I hate to admit it, but I allowed myself to be **** in to this one as a result of its rambunctiously funny trailer only to be grossly disappointed at what I saw. This is a positively dreadful film, and I’m at a complete loss to understand how viewers have found it funny. When a pair of lesbian high school students (Rachel Sennott, Ayo Edebiri) establish a fight club (i.e., a euphemistically labeled “self-defense program”) as a means to surreptitiously bed down their cheerleader classmates (a story line that’s more than a little dubious in itself), they subsequently launch into a meandering narrative that makes little sense and plays like it was made up by a group of stoners who’ll laugh at anything when suitably smoked up. The film starts out trying way too hard and then proceeds to quickly go downhill from there. Much of the material is in questionable taste, too, such as sequences that feature unrestrained physical abuse against women, as well as other forms of sanctioned violence. How is this stuff supposed to be funny? “Bottoms” has been described by viewers and critics as a go-for-broke/anything-for-a-laugh comedy, but I found its distasteful stabs at humor cringeworthy at best.
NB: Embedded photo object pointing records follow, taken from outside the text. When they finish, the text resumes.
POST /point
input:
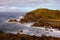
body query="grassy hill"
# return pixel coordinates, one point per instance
(43, 17)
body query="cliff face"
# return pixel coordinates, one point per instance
(42, 17)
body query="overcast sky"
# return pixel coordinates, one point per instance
(27, 5)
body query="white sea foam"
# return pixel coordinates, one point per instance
(37, 31)
(19, 18)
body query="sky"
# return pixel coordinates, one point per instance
(27, 5)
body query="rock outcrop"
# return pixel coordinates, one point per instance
(12, 20)
(9, 36)
(43, 17)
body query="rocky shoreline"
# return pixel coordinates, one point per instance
(41, 17)
(10, 36)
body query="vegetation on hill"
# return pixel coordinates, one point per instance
(9, 36)
(43, 17)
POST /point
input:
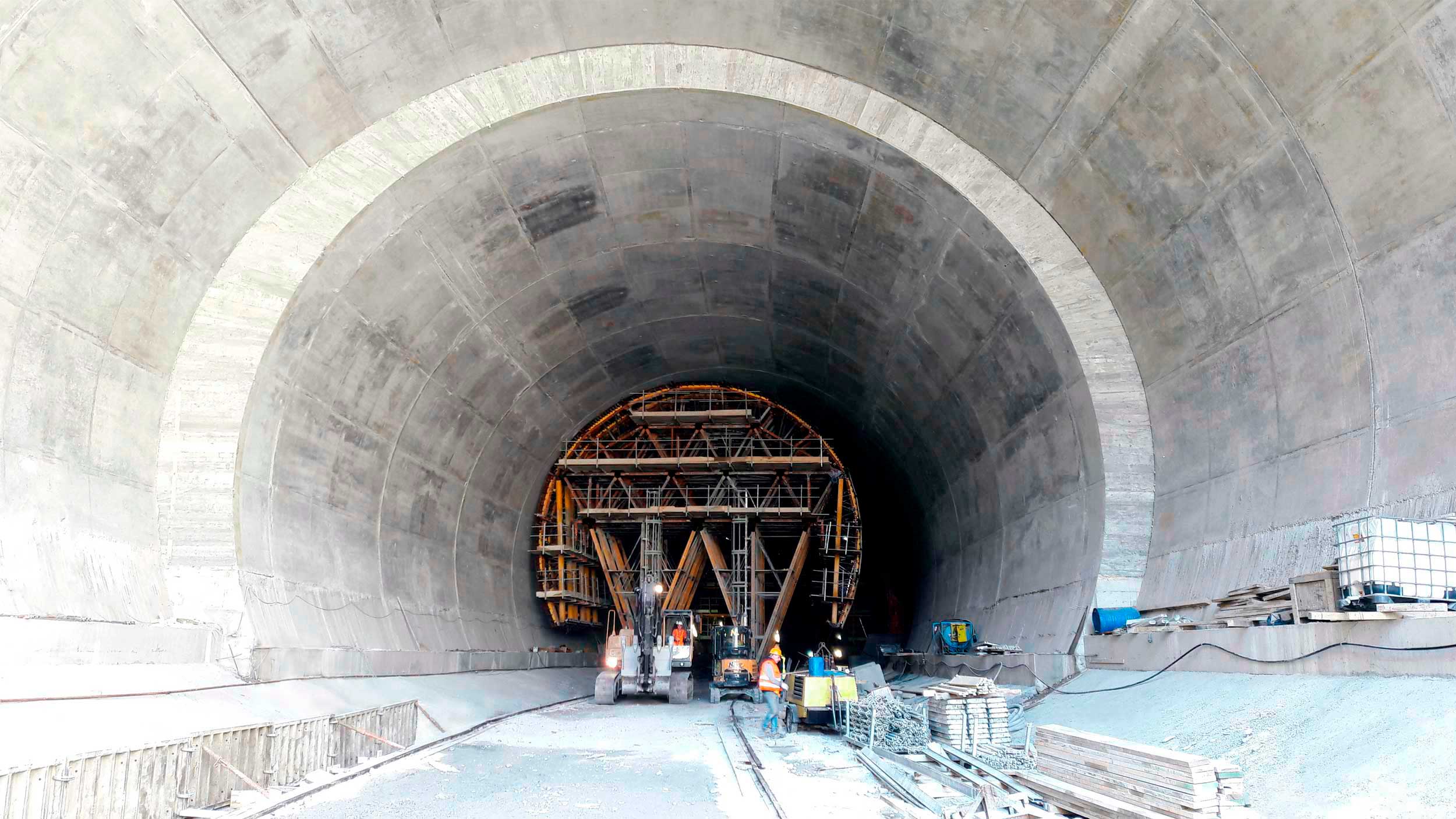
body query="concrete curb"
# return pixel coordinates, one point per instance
(441, 742)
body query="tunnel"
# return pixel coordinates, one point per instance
(1108, 303)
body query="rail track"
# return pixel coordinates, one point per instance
(755, 762)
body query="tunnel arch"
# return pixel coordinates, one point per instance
(1268, 218)
(764, 301)
(275, 256)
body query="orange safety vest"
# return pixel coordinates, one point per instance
(769, 678)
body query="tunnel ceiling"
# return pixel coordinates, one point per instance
(1253, 196)
(531, 276)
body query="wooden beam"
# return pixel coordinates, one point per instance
(683, 574)
(374, 736)
(695, 574)
(607, 559)
(756, 609)
(715, 556)
(781, 606)
(232, 770)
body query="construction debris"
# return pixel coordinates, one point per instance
(883, 721)
(1256, 602)
(1104, 777)
(967, 712)
(950, 788)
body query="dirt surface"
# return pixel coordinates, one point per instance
(639, 757)
(1311, 747)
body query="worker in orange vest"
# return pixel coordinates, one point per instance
(771, 683)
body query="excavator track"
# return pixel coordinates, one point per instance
(609, 686)
(680, 689)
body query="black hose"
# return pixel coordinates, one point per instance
(1236, 655)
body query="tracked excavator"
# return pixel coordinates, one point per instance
(642, 659)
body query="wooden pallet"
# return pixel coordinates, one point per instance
(1149, 779)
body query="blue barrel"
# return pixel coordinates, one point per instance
(1111, 620)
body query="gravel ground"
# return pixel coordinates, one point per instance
(639, 757)
(1311, 747)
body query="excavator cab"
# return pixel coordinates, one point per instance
(733, 662)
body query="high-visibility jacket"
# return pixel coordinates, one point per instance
(769, 678)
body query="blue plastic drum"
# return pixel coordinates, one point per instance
(1111, 620)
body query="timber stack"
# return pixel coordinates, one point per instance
(1254, 602)
(1104, 777)
(969, 712)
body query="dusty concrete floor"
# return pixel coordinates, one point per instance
(1311, 747)
(593, 761)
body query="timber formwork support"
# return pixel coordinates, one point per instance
(731, 483)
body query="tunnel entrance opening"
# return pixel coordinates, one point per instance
(718, 499)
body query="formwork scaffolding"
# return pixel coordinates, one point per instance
(729, 481)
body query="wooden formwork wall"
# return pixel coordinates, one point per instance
(155, 782)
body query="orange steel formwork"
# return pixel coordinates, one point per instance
(746, 493)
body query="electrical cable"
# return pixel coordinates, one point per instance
(1180, 658)
(1236, 655)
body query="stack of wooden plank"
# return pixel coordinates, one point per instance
(1108, 777)
(1254, 602)
(967, 712)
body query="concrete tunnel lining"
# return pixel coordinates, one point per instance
(1041, 242)
(1268, 219)
(440, 210)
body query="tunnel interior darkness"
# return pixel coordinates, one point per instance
(501, 295)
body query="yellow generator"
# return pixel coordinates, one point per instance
(819, 696)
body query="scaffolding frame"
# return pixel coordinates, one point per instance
(702, 467)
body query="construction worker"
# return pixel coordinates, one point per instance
(771, 683)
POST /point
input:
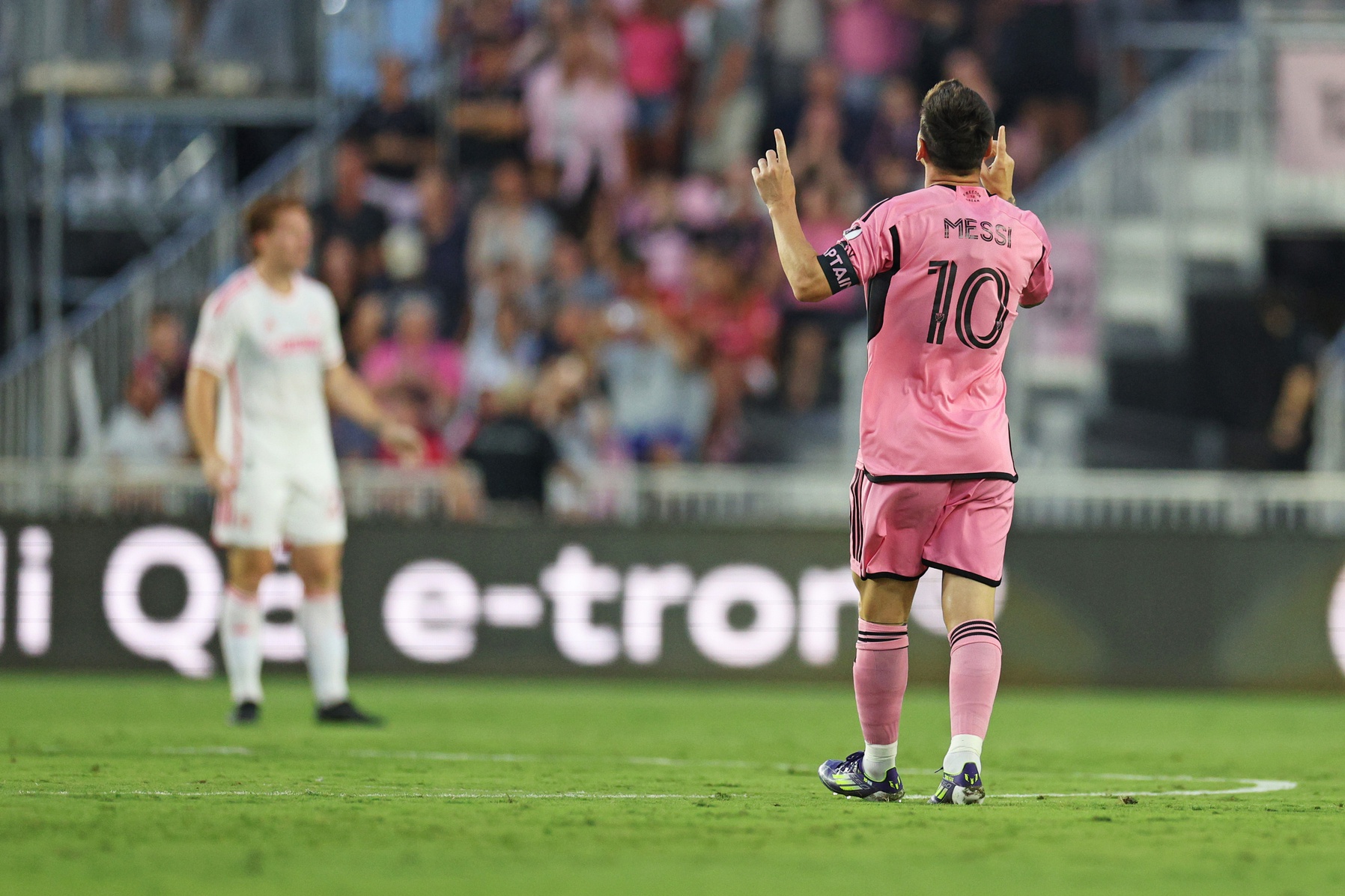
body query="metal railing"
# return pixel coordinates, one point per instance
(1209, 502)
(111, 325)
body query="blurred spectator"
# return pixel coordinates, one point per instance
(416, 358)
(514, 454)
(488, 116)
(814, 332)
(574, 280)
(410, 405)
(943, 27)
(187, 35)
(502, 349)
(740, 325)
(365, 329)
(577, 112)
(363, 332)
(726, 99)
(347, 216)
(895, 128)
(166, 354)
(544, 35)
(398, 133)
(869, 40)
(338, 268)
(795, 34)
(145, 428)
(652, 65)
(507, 226)
(444, 229)
(579, 421)
(652, 224)
(817, 148)
(1040, 73)
(968, 66)
(1255, 374)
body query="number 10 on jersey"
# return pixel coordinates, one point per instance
(943, 291)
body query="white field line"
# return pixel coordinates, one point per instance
(1250, 786)
(1247, 784)
(523, 758)
(577, 794)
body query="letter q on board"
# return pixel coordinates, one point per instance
(431, 611)
(180, 642)
(1336, 622)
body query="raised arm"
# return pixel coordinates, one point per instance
(798, 257)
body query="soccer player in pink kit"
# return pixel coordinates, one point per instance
(944, 272)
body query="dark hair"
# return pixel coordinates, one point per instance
(261, 216)
(956, 127)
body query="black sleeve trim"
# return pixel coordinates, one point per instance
(876, 299)
(1033, 305)
(883, 575)
(881, 479)
(838, 268)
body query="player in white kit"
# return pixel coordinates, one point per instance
(265, 365)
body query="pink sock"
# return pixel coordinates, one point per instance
(974, 676)
(880, 680)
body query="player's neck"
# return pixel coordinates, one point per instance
(936, 178)
(277, 278)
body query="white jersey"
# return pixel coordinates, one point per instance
(270, 351)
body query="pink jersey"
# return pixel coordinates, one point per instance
(944, 271)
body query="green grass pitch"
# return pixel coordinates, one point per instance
(135, 784)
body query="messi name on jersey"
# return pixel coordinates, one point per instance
(973, 229)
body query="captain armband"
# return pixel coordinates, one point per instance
(838, 268)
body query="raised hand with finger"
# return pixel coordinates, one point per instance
(772, 175)
(997, 174)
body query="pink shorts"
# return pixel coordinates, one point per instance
(900, 529)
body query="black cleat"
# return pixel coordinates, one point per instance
(245, 713)
(344, 712)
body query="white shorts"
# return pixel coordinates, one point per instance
(270, 506)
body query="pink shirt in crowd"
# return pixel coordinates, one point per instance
(439, 364)
(652, 55)
(869, 40)
(944, 273)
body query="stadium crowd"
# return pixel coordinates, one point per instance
(567, 263)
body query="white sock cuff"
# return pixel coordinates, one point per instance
(878, 759)
(238, 610)
(965, 749)
(322, 610)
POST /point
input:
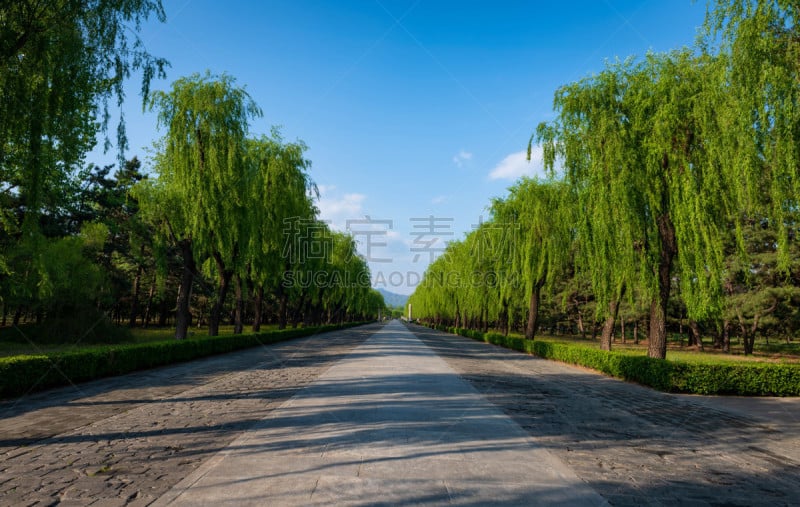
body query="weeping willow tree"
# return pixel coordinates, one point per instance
(758, 134)
(62, 67)
(632, 141)
(532, 212)
(203, 167)
(280, 204)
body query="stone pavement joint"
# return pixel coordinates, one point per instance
(391, 423)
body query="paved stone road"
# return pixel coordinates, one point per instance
(633, 445)
(128, 440)
(390, 424)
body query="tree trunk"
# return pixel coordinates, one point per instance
(163, 313)
(696, 338)
(147, 309)
(726, 336)
(283, 303)
(224, 281)
(608, 326)
(238, 317)
(657, 338)
(258, 306)
(504, 324)
(581, 327)
(135, 297)
(182, 315)
(533, 311)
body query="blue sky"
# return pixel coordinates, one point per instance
(411, 109)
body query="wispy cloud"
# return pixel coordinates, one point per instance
(461, 157)
(336, 209)
(516, 165)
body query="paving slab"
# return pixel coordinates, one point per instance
(391, 423)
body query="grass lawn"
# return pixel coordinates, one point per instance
(17, 340)
(774, 352)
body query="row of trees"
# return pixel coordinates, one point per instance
(672, 174)
(220, 209)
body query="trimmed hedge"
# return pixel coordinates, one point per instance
(746, 379)
(23, 374)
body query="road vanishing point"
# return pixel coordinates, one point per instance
(392, 414)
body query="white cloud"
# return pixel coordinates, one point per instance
(337, 209)
(516, 165)
(461, 157)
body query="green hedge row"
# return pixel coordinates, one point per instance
(746, 379)
(23, 374)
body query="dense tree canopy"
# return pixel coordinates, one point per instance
(664, 165)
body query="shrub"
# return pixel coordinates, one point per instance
(23, 374)
(746, 379)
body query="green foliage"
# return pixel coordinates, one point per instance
(24, 374)
(61, 63)
(760, 379)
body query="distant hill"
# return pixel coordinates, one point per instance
(392, 299)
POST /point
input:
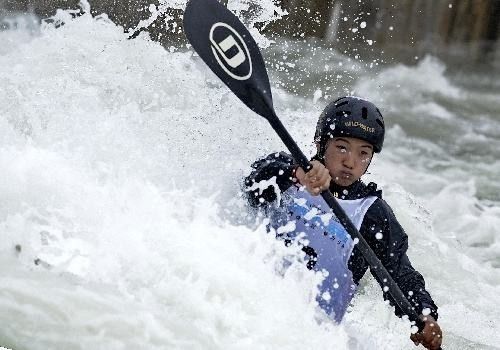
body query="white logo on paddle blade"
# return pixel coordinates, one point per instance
(230, 51)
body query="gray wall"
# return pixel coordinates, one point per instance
(467, 32)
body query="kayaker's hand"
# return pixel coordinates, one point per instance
(315, 180)
(431, 336)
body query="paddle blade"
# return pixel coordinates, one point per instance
(227, 47)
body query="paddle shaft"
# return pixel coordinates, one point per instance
(375, 264)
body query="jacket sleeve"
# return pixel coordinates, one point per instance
(270, 174)
(390, 243)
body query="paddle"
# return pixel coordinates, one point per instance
(227, 47)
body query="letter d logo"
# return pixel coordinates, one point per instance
(230, 51)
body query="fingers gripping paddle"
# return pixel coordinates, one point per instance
(227, 47)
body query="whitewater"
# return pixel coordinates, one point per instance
(123, 223)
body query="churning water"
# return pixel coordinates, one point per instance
(120, 202)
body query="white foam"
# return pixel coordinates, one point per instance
(117, 159)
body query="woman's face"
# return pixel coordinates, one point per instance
(347, 159)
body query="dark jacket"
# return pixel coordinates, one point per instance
(390, 249)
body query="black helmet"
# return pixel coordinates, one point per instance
(351, 117)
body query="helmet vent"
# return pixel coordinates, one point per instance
(342, 113)
(364, 113)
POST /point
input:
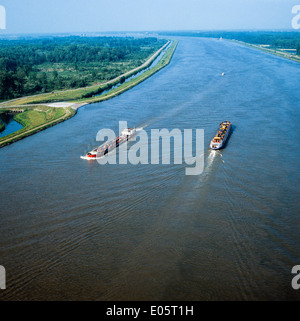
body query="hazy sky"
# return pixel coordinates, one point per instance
(32, 16)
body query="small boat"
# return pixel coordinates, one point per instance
(221, 136)
(107, 147)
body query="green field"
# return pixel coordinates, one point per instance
(36, 117)
(33, 66)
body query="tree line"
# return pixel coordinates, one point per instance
(76, 62)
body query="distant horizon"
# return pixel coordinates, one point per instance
(86, 16)
(147, 31)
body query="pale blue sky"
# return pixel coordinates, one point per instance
(47, 16)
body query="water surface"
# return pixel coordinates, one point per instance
(76, 230)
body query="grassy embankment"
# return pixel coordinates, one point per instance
(278, 52)
(38, 117)
(86, 94)
(35, 119)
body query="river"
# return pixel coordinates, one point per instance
(76, 230)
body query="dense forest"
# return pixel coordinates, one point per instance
(276, 39)
(32, 66)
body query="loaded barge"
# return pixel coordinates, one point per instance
(221, 136)
(107, 147)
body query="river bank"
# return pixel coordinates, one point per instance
(64, 100)
(276, 52)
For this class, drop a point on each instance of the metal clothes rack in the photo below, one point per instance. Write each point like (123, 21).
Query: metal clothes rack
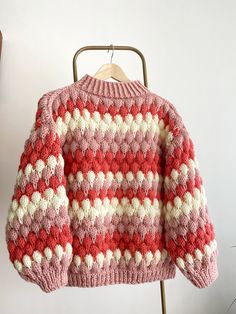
(144, 67)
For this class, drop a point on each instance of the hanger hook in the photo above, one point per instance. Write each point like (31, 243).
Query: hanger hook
(112, 52)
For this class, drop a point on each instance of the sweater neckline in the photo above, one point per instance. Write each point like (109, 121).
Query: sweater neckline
(112, 89)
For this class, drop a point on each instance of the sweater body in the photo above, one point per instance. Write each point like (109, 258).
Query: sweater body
(108, 191)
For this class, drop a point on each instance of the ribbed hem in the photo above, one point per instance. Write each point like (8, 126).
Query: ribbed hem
(111, 89)
(111, 277)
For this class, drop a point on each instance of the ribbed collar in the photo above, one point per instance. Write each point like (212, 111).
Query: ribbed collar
(112, 89)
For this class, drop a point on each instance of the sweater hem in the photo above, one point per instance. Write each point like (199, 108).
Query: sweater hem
(119, 277)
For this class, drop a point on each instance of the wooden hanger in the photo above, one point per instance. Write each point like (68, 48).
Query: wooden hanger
(111, 70)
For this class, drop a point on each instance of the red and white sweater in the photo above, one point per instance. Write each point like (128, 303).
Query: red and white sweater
(108, 191)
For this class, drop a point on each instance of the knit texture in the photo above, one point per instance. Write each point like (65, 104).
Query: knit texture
(108, 191)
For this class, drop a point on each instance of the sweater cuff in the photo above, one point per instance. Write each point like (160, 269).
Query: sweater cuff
(204, 273)
(48, 276)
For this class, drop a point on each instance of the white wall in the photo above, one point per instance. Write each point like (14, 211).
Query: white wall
(190, 52)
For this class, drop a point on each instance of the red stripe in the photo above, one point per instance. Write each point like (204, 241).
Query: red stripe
(107, 162)
(191, 242)
(141, 194)
(102, 109)
(42, 185)
(118, 241)
(181, 189)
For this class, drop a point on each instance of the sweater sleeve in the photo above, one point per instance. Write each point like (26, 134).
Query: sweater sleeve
(37, 229)
(189, 231)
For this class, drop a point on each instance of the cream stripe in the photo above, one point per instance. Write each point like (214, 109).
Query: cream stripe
(108, 123)
(107, 207)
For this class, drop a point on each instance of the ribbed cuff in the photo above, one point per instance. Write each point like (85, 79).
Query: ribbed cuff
(206, 274)
(48, 277)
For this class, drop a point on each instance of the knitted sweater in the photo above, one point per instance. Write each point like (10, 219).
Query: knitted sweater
(108, 191)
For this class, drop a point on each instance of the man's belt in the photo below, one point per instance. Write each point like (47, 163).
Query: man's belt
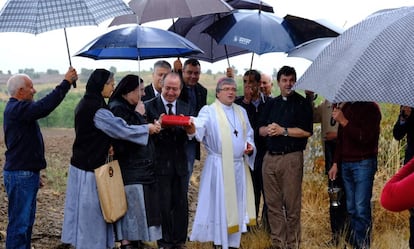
(279, 153)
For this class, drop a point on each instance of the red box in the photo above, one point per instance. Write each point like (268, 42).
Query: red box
(175, 120)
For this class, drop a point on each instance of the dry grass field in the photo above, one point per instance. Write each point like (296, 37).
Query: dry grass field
(390, 229)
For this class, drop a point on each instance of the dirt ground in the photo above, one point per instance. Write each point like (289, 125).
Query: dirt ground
(50, 202)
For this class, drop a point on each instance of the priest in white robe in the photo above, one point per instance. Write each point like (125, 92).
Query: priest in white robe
(226, 198)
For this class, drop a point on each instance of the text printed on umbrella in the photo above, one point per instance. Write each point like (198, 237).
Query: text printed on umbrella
(242, 40)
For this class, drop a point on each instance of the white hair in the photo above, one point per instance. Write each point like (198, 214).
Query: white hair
(15, 82)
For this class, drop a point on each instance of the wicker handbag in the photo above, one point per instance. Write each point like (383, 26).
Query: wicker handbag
(111, 190)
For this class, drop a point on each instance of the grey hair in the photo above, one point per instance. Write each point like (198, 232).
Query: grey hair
(224, 81)
(15, 82)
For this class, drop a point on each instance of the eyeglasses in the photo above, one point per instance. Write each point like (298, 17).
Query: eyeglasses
(228, 89)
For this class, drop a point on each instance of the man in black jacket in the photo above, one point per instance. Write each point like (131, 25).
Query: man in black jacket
(404, 127)
(161, 68)
(194, 94)
(171, 163)
(25, 152)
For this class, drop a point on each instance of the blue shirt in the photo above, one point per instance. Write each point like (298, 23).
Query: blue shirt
(24, 142)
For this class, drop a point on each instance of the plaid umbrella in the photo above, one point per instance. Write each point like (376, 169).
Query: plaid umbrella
(263, 32)
(311, 49)
(37, 16)
(371, 61)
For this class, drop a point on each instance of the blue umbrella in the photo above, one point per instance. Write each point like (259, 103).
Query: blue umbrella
(138, 43)
(262, 32)
(37, 16)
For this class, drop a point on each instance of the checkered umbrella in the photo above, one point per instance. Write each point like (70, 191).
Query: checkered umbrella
(371, 61)
(153, 10)
(311, 49)
(37, 16)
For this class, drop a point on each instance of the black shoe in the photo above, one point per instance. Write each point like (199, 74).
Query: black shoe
(332, 243)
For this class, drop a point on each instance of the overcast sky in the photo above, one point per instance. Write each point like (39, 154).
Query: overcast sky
(48, 50)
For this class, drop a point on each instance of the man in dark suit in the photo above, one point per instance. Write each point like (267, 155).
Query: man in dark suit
(195, 95)
(171, 162)
(161, 68)
(254, 103)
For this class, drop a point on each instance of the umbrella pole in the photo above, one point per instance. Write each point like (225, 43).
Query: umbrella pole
(70, 61)
(67, 47)
(251, 63)
(227, 55)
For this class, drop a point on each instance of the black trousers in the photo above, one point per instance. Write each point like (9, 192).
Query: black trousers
(174, 210)
(338, 216)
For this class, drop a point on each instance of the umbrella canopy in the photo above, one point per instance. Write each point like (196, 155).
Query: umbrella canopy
(138, 43)
(192, 28)
(262, 32)
(37, 16)
(153, 10)
(371, 61)
(311, 49)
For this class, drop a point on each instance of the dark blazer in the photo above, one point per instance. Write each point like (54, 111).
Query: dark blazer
(170, 143)
(201, 98)
(149, 93)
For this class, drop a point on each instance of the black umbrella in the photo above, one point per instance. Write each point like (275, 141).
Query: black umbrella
(192, 28)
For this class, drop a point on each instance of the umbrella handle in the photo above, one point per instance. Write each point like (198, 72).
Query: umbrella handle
(70, 61)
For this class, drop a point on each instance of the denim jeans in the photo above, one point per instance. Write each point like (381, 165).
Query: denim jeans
(21, 188)
(358, 180)
(190, 150)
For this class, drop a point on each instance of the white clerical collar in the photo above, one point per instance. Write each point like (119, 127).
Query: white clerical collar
(156, 93)
(165, 102)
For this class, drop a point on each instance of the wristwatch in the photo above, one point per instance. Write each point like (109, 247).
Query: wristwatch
(285, 133)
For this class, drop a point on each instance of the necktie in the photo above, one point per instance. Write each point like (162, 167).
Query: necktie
(170, 109)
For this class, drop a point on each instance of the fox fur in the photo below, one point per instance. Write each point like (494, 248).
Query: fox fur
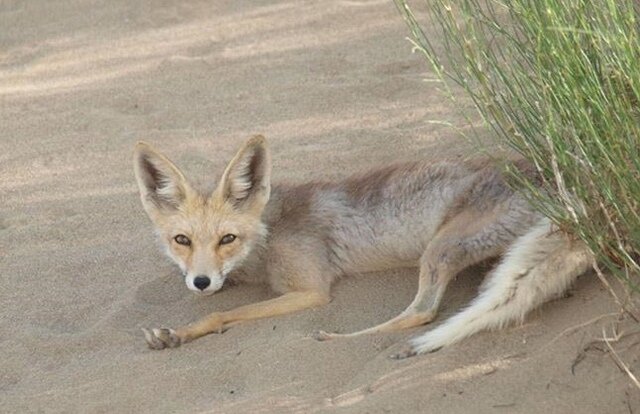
(441, 217)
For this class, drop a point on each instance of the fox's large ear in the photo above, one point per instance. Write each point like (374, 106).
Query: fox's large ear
(246, 183)
(162, 185)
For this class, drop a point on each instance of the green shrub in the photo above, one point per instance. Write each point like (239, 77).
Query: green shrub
(559, 81)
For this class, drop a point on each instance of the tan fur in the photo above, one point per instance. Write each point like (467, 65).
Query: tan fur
(298, 239)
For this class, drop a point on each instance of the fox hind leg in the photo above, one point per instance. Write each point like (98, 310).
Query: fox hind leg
(540, 265)
(466, 239)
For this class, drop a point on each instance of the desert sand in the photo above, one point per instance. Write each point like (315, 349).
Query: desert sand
(335, 88)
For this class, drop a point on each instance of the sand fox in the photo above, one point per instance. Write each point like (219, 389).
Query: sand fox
(442, 217)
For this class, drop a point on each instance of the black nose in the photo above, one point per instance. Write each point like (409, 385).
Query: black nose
(201, 282)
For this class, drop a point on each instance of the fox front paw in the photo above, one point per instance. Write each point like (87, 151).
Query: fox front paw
(322, 335)
(161, 338)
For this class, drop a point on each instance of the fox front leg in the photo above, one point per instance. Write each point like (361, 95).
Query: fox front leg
(161, 338)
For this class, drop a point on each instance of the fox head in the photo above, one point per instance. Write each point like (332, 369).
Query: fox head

What’s more, the picture’s feeble attempts at trying to inject the narrative with a message related to women’s empowerment are completely betrayed by its many wrong-headed plot devices. To the film’s credit, it does feature some passable performances by its supporting cast (most notably Punkie Johnson, Dagmara Dominczyk and former NFL star Marshawn Lynch). But, sadly, this effort is a big step down for director Emma Seligman and writer-actor Rachel Sennott, both of whom turned in brilliant work in their raucous collaboration, “Shiva, Baby” (2020) (not to mention that Sennott’s casting represents a laughable choice for someone who’s nearly 28 attempting to portray an 18-year-old character). It’s also quite a comedown for producer Elizabeth Banks, who scored big earlier this year with the utterly hilarious “Cocaine Bear.” It occurred to me after watching this debacle that maybe I’m just getting old and losing my sense of humor, but, after thinking it over, I realized that’s genuinely not the case. This may indeed represent a case of changing movie tastes, but, if that’s so, I’m seriously troubled about the direction in which those tastes are headed.